Family fun at the beach in winter, Lake Ontario

We are family…

My husband and I recently celebrated ten years of happy marriage. This is an achievement in itself, a testament to our ability to work together and our dedication to the commitment we made a decade ago, but as an interracial couple from completely different backgrounds (Pakistan and Ireland) this major milestone holds extra meaning for us.

Cold Shoulder

Mixed race relationships are still viewed with suspicion and distaste by many, even today. Indeed, among all the congratulations on our anniversary and well wishes from friends, our own families, both parents and siblings, were conspicuous by their silence. Although saddening, this was no surprise as neither family welcomed our marriage. Still, ten years is a long time to cling to ignorance.

Despite the rise in acceptance of interracial relationships, people tend to be less tolerant when it occurs within their own family, choosing to disown their relative rather than face their own prejudice. While these kinds of “closed families” may not overtly use racial slurs, their reticence and lack of warmth are still a hurtful indication of their views, and their behavior is enough to pass on ways of thinking that perpetuate racial borders and stereotypes.

Doorway to a whole new world

While cultural issues can lead to arguments and conflict, the same as differences of opinion can in any marriage, an intercultural marriage offers the potential for huge personal growth. At the bare minimum, it’s necessary to be considerate of each other’s background but it’s also an opportunity to broaden your own cultural understanding and attitudes. Unfortunately, these were opportunities our families chose to ignore. We also have a more varied diet and greater global awareness, oh, and our kids have stronger genes!

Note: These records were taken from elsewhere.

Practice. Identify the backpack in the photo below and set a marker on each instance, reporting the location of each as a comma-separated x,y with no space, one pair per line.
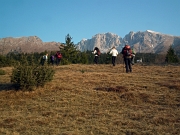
98,52
59,55
127,51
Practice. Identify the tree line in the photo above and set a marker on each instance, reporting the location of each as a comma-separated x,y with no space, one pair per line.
73,56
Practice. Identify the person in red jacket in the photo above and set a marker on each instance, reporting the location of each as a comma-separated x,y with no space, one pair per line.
127,55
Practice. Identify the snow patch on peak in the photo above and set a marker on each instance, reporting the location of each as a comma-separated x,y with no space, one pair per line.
153,32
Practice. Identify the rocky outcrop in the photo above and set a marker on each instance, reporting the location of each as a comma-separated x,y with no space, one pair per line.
143,42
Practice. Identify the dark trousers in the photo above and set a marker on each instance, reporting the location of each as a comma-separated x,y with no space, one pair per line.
96,59
113,60
58,61
127,62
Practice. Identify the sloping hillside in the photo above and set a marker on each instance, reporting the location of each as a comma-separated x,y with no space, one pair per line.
94,100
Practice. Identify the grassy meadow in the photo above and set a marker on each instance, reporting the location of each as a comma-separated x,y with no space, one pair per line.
95,100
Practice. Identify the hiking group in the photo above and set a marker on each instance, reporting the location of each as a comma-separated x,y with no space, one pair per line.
54,59
127,52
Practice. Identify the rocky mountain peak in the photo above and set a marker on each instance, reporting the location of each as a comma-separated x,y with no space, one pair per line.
148,41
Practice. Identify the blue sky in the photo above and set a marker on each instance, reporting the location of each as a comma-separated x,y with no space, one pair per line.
52,20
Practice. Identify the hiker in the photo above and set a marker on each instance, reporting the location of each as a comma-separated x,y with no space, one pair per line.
96,53
58,56
127,55
52,59
114,53
133,56
44,59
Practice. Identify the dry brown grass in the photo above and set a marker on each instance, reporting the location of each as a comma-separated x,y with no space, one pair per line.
94,100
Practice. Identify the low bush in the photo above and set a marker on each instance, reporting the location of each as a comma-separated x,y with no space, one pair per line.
30,77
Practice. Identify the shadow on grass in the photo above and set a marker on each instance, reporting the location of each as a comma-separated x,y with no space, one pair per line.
119,89
6,86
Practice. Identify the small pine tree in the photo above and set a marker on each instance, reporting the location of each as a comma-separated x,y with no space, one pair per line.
70,52
171,57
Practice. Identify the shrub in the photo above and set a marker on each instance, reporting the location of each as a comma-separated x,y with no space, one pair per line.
2,72
30,77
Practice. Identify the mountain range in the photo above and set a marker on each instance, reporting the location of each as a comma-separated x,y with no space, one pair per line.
143,42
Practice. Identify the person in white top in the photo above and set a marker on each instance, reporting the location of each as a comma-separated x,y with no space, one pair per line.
114,53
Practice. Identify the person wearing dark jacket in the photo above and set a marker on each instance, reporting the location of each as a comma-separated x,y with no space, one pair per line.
96,55
127,55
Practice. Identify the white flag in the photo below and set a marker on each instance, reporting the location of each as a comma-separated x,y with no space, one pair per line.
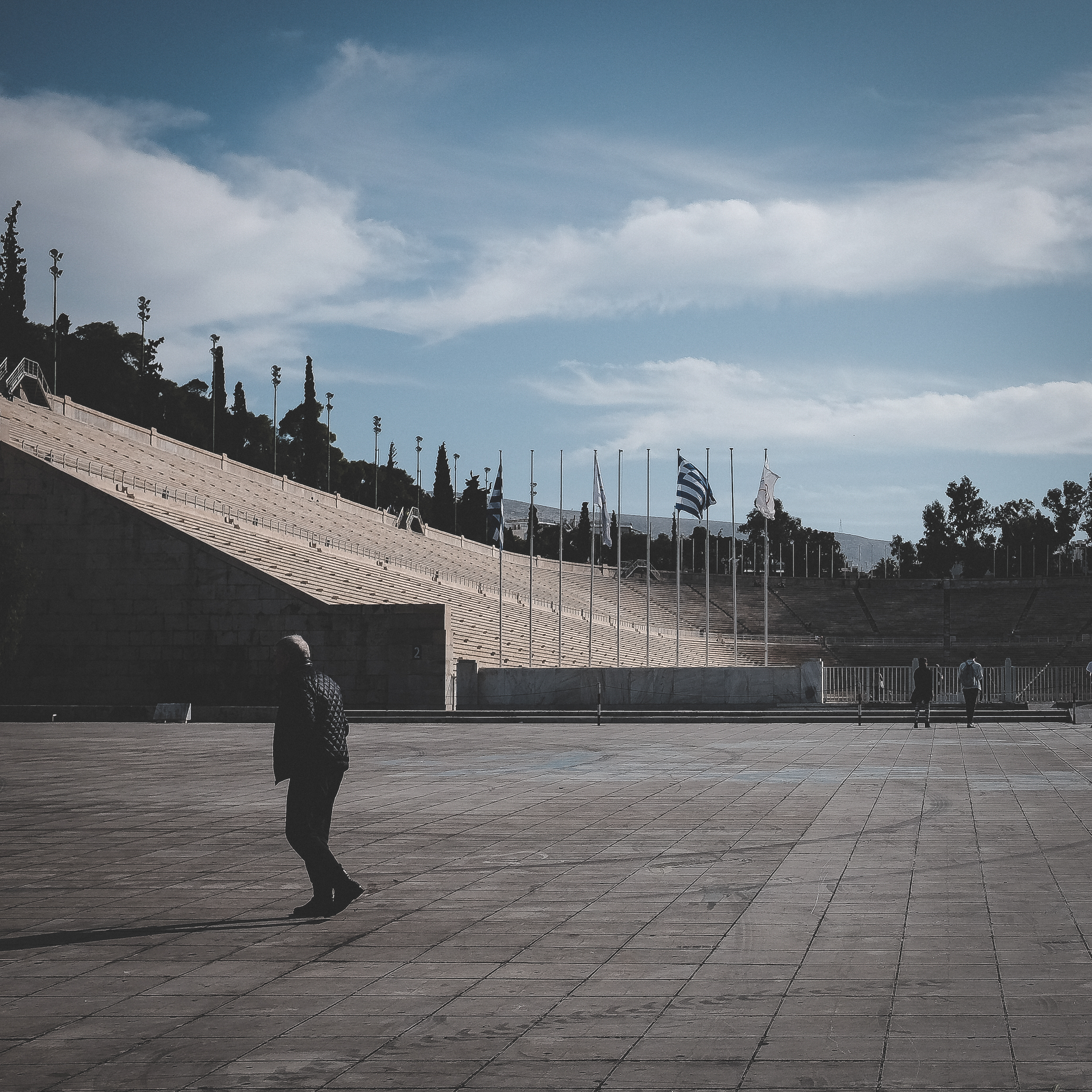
601,499
765,499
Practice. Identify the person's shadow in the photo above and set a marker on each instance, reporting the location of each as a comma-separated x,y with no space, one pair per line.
181,928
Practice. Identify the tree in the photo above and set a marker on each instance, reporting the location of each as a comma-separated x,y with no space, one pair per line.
314,456
472,510
12,278
937,548
585,534
219,392
903,555
444,495
1066,505
968,512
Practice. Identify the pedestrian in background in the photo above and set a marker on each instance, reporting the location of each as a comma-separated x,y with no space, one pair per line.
310,748
970,680
923,690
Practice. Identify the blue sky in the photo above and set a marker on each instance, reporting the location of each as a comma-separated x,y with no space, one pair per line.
857,234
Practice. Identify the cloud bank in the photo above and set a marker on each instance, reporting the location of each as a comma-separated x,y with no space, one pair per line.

Making an intercultural marriage work takes dedication and strength but the core principles aren’t much different from those required for any other successful and happy marriage. You have to explore each other’s culture and values – not just the parts you like but the parts that cause you difficulty too. In your average marriage, these might be things like prior relationships, childhood, and family history.  Couples in an intercultural marriage have to add socio-cultural customs, beliefs, and key values to that pot.

I’ve got your back

It’s not about one culture overcoming another, but about finding a path through both, that you can both support. Knowing and understanding one another is essential for navigating those times when your views will differ. You can’t rely on assumptions based on a shared background – you have to develop an understanding for one another’s viewpoint in order to deal with the inevitable cultural conflict. You also need it to support your partner when they face negativity from their cultural kin, just as they will, when their turn comes to back you up.

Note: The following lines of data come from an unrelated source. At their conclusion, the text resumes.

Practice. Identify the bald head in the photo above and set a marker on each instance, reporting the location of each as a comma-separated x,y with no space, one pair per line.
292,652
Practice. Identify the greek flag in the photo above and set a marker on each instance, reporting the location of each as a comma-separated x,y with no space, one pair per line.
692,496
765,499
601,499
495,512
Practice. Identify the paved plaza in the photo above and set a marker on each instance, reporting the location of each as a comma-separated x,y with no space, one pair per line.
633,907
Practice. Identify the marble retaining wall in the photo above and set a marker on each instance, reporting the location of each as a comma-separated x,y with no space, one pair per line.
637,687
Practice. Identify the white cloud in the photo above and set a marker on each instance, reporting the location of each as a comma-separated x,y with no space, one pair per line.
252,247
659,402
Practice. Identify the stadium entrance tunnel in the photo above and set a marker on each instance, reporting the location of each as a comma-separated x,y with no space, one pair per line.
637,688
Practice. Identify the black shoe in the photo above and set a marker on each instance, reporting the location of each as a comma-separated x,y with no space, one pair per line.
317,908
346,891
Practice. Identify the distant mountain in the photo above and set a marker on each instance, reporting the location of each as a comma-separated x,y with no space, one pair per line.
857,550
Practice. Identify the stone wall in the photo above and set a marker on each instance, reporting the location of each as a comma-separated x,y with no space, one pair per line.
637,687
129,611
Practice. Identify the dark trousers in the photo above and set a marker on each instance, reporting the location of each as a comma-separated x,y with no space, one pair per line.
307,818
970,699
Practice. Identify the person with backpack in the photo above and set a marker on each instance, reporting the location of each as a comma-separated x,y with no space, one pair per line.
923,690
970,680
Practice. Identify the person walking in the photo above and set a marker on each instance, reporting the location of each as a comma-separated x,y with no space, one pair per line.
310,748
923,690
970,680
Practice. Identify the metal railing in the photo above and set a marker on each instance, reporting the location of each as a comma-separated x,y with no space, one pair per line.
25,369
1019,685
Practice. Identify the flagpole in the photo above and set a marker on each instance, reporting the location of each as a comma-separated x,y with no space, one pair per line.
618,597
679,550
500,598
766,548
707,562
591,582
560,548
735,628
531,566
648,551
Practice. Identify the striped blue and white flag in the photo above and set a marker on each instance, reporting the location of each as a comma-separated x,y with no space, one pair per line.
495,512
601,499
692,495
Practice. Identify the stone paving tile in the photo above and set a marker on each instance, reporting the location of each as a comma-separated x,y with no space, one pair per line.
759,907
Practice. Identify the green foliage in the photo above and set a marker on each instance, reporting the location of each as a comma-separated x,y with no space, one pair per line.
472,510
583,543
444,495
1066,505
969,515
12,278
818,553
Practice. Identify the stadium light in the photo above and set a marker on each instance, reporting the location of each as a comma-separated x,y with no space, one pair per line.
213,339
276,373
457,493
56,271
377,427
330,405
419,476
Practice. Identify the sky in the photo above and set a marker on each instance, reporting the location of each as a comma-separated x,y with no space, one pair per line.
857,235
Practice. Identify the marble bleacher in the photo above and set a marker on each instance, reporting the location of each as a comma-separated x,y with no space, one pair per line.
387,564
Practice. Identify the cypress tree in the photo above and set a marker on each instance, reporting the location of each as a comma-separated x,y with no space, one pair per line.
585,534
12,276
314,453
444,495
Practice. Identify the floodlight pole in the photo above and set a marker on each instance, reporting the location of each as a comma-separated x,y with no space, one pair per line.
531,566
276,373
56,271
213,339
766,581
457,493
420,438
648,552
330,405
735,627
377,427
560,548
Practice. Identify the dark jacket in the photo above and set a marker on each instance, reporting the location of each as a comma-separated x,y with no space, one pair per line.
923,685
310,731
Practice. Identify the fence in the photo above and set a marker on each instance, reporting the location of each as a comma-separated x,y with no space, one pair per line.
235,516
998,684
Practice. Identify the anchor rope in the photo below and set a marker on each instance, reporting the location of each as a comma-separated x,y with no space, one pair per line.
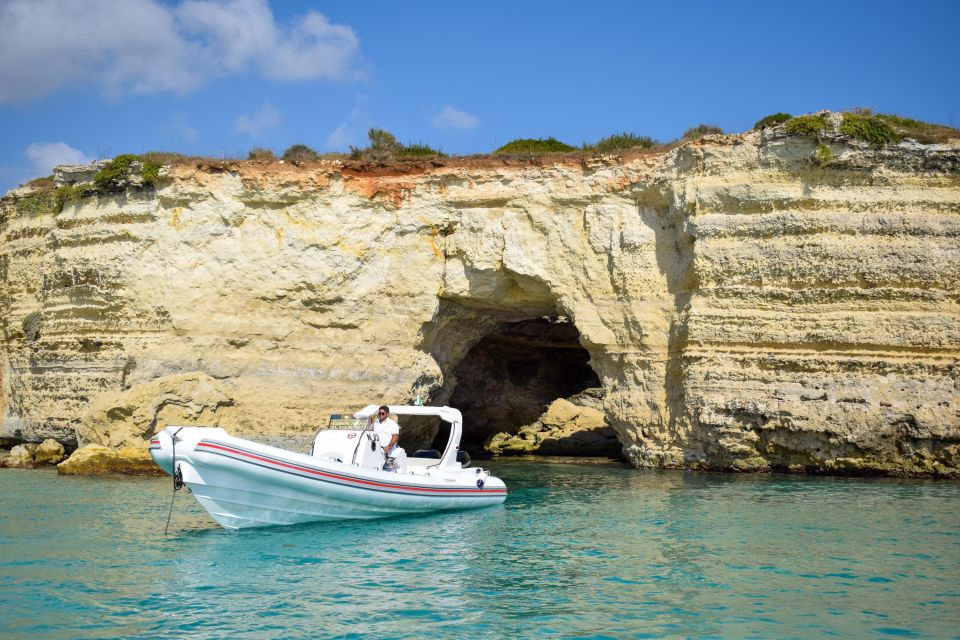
173,473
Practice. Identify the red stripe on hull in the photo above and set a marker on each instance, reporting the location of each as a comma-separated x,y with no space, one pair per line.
372,483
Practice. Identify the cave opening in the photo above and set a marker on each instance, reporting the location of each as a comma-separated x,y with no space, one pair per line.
514,372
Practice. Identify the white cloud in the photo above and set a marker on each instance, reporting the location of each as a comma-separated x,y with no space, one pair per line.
44,157
146,46
450,118
346,134
340,138
267,118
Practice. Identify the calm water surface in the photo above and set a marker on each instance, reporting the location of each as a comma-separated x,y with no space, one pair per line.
577,551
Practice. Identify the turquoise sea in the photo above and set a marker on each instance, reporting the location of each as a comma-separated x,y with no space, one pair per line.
577,551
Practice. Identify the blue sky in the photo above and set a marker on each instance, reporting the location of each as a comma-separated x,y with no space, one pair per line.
86,79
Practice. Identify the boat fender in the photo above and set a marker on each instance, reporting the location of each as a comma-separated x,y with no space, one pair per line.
177,476
178,479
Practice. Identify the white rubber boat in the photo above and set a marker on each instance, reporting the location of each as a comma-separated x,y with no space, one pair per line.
242,483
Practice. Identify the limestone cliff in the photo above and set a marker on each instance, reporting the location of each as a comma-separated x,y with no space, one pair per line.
743,305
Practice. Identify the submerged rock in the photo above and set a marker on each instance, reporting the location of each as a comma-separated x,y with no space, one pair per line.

Interracial couples need to use more energy and imagination to balance and celebrate two cultures.  They must be strong enough to endure the stares, tough enough to keep working at their cultural differences and self-assured enough to raise confident children.

Collateral damage

My husband and I have absolute confidence in our support of one another. Although there are times when the familial isolation cuts deeper (traditional “family” holidays or times when parental advice and support would be helpful) we find solace in one another’s understanding of our unusual predicament. What causes me the most pain is when I think about its effect on my three children. It pierces my heart when I wonder how they’ll process the knowledge that their extended family has little interest in them. I can only hope they don’t think for a minute it’s because of a shortcoming on their part.

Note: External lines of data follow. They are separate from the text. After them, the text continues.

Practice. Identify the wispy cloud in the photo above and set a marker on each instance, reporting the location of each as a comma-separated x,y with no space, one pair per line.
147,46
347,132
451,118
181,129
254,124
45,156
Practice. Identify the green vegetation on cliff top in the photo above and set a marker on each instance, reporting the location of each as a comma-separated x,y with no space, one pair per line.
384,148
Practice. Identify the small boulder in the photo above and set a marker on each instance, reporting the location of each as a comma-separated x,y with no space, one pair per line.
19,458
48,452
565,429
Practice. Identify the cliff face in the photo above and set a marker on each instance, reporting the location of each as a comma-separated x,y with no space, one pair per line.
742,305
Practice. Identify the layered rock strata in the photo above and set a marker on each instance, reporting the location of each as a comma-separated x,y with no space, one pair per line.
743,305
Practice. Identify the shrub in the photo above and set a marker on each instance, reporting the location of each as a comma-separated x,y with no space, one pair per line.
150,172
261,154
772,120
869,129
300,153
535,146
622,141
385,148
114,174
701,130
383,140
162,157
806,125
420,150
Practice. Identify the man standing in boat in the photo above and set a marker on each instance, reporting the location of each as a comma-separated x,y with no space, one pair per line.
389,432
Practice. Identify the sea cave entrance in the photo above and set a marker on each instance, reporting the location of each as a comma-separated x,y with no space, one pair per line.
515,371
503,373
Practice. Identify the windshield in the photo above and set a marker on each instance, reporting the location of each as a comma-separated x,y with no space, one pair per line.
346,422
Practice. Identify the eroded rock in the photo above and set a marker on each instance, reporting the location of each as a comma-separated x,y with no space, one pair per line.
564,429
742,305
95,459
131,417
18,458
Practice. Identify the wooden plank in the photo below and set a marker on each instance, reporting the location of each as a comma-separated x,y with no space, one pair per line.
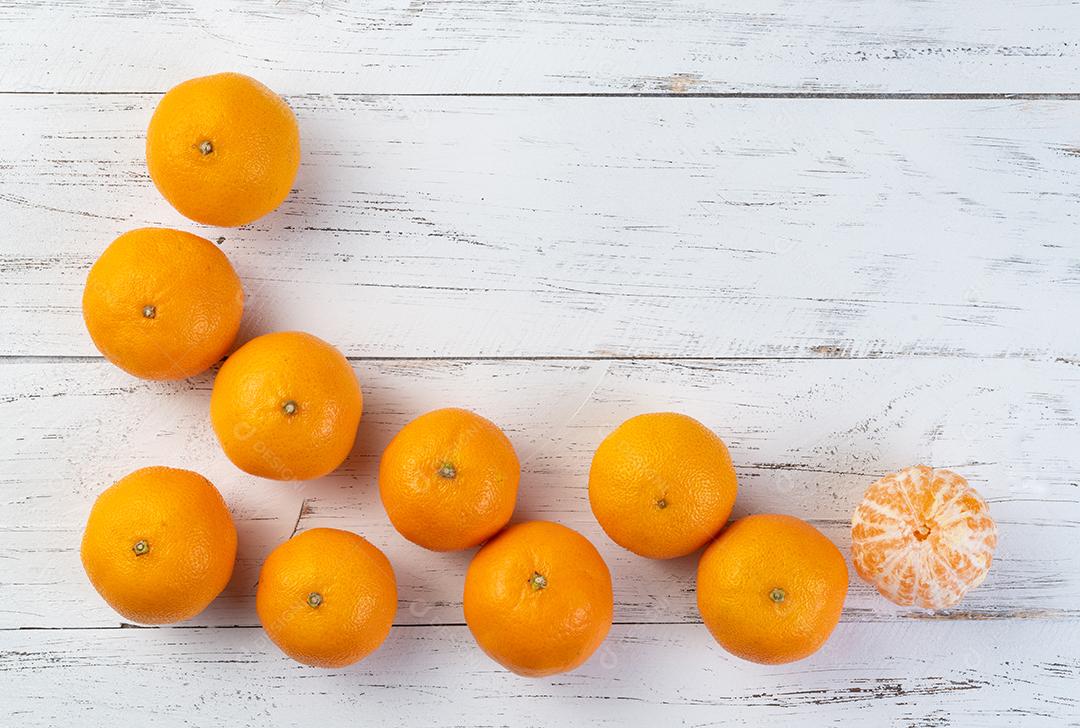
555,46
969,674
807,437
585,227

As it is, they’ll grow up without the family bonds that many other children view as part of everyday life – no grandparents to spoil them, aunts and uncles to bond with and learn from. Their only points of reference for adult life are my husband and I, our friends, and their teachers. They miss out on the friendship and camaraderie of cousins and that implicit knowledge of love and support beyond immediate family.

Facing forwards

I try not to worry too much about the future, but I have to make sure I don’t shut the door on the possibility that our children might forge a path where we have failed. There may come a day when their strength and confidence opens the door of friendship and plants a seed of tolerance and inclusion.

Overall, I tend to see our situation in a positive light. We have a super-strong family bond, a vast capacity for empathy and understanding and the confidence that comes from knowing you’ve forged your own path in the big wide world, and you have the cojones to deal with whatever comes your way. No regrets, right?